Ezra Pound · New Directions · 1926

Personae is the title Pound gave to his collected shorter poems, first published as a small collection by Elkin Mathews in 1909 and then expanded into the definitive edition published by Boni & Liveright in 1926 (later taken over by New Directions). The 1926 edition gathers virtually all of Pound’s shorter poems from 1908 to 1920 — the period in which he invented Imagism, championed Vorticism, revolutionized translation, and transformed the possibilities of English-language poetry.

The Poems

The collection includes work from six earlier volumes, arranged roughly chronologically:

Early work (1908-1912) — Provençal imitations, dramatic monologues in the voices of medieval troubadours, exercises in archaic diction that already show Pound’s extraordinary ear and his determination to make the past speak in the present.

Imagist poems (1912-1914) — “In a Station of the Metro” (perhaps the most famous short poem of the twentieth century: “The apparition of these faces in the crowd; / Petals on a wet, black bough”), “The Return,” “The Garden,” “Liu Ch’e.” These poems are Pound’s purest achievement: direct treatment of the thing, no word that does not contribute, the musical phrase rather than the metronome.

Cathay (1915) — Pound’s translations from the Chinese (working from Ernest Fenollosa’s notebooks), which T.S. Eliot called “the invention of Chinese poetry for our time.” These are not scholarly translations but acts of poetic creation: Pound’s English captures something the originals possess that literal translation cannot.

“Homage to Sextus Propertius” (1919) — a creative translation of the Roman elegist that infuriated classicists (the Latinity is deliberately “wrong”) and delighted poets. Pound uses Propertius to comment on empire, on the poet’s relationship to power, and on the futility of patriotic art.

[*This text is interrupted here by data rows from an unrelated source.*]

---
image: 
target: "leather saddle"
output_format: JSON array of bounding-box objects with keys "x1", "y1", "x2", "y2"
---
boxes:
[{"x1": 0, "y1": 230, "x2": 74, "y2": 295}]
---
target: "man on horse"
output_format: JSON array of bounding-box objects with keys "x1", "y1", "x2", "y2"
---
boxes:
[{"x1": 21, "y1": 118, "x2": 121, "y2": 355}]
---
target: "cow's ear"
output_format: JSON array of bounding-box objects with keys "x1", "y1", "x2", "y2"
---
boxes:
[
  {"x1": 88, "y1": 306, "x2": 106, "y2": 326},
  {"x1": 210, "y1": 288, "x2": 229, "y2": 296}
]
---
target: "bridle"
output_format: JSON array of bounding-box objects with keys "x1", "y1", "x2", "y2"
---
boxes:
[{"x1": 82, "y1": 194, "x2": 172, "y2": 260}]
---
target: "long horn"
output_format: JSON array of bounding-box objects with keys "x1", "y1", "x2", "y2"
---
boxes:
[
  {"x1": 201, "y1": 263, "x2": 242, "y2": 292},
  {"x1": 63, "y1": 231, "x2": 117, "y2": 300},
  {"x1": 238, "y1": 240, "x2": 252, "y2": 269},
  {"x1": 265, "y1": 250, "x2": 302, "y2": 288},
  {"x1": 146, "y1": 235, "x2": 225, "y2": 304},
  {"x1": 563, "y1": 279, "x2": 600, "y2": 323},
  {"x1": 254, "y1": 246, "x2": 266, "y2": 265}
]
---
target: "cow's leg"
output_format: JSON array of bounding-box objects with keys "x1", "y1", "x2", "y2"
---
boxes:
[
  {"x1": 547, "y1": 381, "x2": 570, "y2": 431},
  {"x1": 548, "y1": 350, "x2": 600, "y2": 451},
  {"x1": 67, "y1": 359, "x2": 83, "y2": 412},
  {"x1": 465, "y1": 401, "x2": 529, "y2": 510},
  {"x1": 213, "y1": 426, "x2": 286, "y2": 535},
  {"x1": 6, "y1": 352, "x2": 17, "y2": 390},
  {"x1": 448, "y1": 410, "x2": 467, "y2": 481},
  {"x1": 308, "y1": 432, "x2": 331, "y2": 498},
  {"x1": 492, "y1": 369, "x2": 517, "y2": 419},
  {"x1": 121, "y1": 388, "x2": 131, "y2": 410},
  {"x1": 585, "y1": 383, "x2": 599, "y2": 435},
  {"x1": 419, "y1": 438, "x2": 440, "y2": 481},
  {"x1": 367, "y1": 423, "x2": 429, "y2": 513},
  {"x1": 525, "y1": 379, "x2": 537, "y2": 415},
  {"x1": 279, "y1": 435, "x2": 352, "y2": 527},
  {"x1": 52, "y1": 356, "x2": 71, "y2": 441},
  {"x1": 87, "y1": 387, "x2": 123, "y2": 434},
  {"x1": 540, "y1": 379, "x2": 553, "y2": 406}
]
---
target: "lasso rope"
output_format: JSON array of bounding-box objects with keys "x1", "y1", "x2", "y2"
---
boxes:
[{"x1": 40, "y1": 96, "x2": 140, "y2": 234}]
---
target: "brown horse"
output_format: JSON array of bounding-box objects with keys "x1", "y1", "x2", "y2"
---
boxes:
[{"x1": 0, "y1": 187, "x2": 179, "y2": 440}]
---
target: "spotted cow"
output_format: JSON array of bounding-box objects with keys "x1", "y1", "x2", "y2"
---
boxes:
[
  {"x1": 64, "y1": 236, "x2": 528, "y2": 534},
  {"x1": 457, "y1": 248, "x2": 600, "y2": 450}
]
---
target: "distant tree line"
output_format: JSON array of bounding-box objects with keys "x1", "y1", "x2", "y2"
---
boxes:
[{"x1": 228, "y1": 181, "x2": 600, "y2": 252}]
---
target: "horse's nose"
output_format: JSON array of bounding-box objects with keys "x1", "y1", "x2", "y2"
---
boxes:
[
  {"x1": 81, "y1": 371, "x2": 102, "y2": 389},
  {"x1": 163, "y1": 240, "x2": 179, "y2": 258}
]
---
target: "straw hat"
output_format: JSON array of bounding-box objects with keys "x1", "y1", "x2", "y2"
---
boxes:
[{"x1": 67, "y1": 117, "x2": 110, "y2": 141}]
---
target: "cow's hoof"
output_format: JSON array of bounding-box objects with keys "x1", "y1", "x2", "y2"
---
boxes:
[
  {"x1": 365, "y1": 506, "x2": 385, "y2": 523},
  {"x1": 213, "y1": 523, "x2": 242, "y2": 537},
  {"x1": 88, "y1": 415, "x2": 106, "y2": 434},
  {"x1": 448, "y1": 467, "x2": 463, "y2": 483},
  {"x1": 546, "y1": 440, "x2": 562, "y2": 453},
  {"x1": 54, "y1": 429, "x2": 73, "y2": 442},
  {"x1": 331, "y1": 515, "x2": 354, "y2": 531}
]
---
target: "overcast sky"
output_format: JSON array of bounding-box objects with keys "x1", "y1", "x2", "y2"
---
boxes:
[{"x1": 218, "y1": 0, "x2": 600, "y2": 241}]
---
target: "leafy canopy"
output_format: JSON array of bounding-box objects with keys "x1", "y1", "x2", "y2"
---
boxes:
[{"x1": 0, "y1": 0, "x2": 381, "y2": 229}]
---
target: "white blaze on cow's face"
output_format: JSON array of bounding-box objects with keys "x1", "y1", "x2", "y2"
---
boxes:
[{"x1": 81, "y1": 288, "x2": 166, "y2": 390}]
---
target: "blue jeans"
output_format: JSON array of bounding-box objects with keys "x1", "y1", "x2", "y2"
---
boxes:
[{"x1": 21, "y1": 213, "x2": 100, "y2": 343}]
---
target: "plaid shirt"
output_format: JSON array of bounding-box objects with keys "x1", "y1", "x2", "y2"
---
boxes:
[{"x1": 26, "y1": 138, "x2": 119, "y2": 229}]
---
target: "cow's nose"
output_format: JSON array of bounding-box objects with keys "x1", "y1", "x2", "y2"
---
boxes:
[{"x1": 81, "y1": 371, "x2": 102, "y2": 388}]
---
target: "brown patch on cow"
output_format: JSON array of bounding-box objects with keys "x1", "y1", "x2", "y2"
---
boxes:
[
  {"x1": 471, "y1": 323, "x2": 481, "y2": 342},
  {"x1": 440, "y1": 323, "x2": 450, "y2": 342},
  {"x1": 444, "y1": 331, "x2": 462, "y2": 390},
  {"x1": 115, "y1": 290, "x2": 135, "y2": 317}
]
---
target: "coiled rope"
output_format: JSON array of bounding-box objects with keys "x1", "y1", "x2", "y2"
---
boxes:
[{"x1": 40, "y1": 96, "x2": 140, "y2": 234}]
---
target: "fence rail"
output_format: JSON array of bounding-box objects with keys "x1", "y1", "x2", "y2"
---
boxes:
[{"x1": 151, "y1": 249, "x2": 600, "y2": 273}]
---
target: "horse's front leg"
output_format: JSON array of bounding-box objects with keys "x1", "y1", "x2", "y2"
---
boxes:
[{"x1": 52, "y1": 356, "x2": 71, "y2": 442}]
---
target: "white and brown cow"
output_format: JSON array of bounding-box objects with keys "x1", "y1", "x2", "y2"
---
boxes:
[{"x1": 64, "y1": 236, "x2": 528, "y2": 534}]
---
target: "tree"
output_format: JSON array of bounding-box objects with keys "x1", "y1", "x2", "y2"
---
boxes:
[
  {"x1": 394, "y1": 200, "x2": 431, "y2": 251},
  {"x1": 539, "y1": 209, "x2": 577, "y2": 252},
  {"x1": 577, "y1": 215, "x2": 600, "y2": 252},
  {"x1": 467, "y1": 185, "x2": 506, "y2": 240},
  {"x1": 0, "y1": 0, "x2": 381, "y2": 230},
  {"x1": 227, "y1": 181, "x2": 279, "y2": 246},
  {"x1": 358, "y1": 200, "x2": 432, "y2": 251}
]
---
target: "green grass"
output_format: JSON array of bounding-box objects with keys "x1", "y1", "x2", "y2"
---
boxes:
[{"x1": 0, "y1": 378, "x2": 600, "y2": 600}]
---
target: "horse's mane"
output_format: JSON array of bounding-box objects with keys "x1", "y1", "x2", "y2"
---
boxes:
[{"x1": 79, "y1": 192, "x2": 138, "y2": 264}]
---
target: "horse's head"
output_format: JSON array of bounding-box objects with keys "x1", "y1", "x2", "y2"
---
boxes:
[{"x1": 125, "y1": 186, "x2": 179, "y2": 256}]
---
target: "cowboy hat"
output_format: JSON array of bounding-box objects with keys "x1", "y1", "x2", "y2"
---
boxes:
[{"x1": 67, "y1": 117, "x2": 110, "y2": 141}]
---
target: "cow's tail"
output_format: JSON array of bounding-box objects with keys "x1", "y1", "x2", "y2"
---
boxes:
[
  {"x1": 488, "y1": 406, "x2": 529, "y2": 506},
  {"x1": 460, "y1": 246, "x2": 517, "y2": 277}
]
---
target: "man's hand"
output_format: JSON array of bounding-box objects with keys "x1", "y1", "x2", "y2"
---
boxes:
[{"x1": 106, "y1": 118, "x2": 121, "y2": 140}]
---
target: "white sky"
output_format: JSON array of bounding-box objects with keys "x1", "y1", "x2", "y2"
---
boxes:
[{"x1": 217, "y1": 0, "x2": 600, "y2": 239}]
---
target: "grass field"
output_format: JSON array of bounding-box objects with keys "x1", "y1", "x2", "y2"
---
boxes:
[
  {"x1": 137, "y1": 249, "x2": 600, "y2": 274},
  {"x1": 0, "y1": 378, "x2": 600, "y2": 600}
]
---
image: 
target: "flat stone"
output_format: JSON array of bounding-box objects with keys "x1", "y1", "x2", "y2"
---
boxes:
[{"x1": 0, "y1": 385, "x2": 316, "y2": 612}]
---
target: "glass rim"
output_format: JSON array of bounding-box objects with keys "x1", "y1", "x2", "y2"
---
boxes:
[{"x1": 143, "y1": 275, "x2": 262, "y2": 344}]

“Hugh Selwyn Mauberley” (1920) — Pound’s farewell to London, a sequence in which a fictional poet’s failure mirrors Pound’s disillusionment with English literary culture. It is his most polished long sequence and, some critics argue, his finest sustained achievement.

Significance

Personae documents the most productive decade in modern English-language poetry. Between 1912 and 1920, Pound effectively remade the art: he promulgated Imagism’s three principles, edited Eliot’s Waste Land, discovered and promoted Joyce and Lewis, and wrote the poems that demonstrated what his principles looked like in practice.

The collection remains the essential Pound for most readers — more accessible than The Cantos, more varied than any single volume, and containing poem after poem that has entered the permanent English anthology.

Collecting Personae

The 1926 Boni & Liveright edition: The definitive collected edition. Black cloth with gold lettering. Dust jacket (scarce).

Identification points:

  • Boni & Liveright imprint
  • “First edition” stated
  • 231 pages
  • Collects poems from six previous volumes

Market values: Fine copies in dust jacket bring $1,000–$3,000. The jacket is extremely scarce.

The 1909 Elkin Mathews Personae (the original slim volume, only 27 poems): $2,000–$5,000 — Pound’s first commercially published book.

New Directions editions (various dates from 1949): The standard text for subsequent generations. First New Directions printings bring $50–$150.

Signed copies of the 1926 edition: $3,000–$8,000. Pound signed freely during his London years.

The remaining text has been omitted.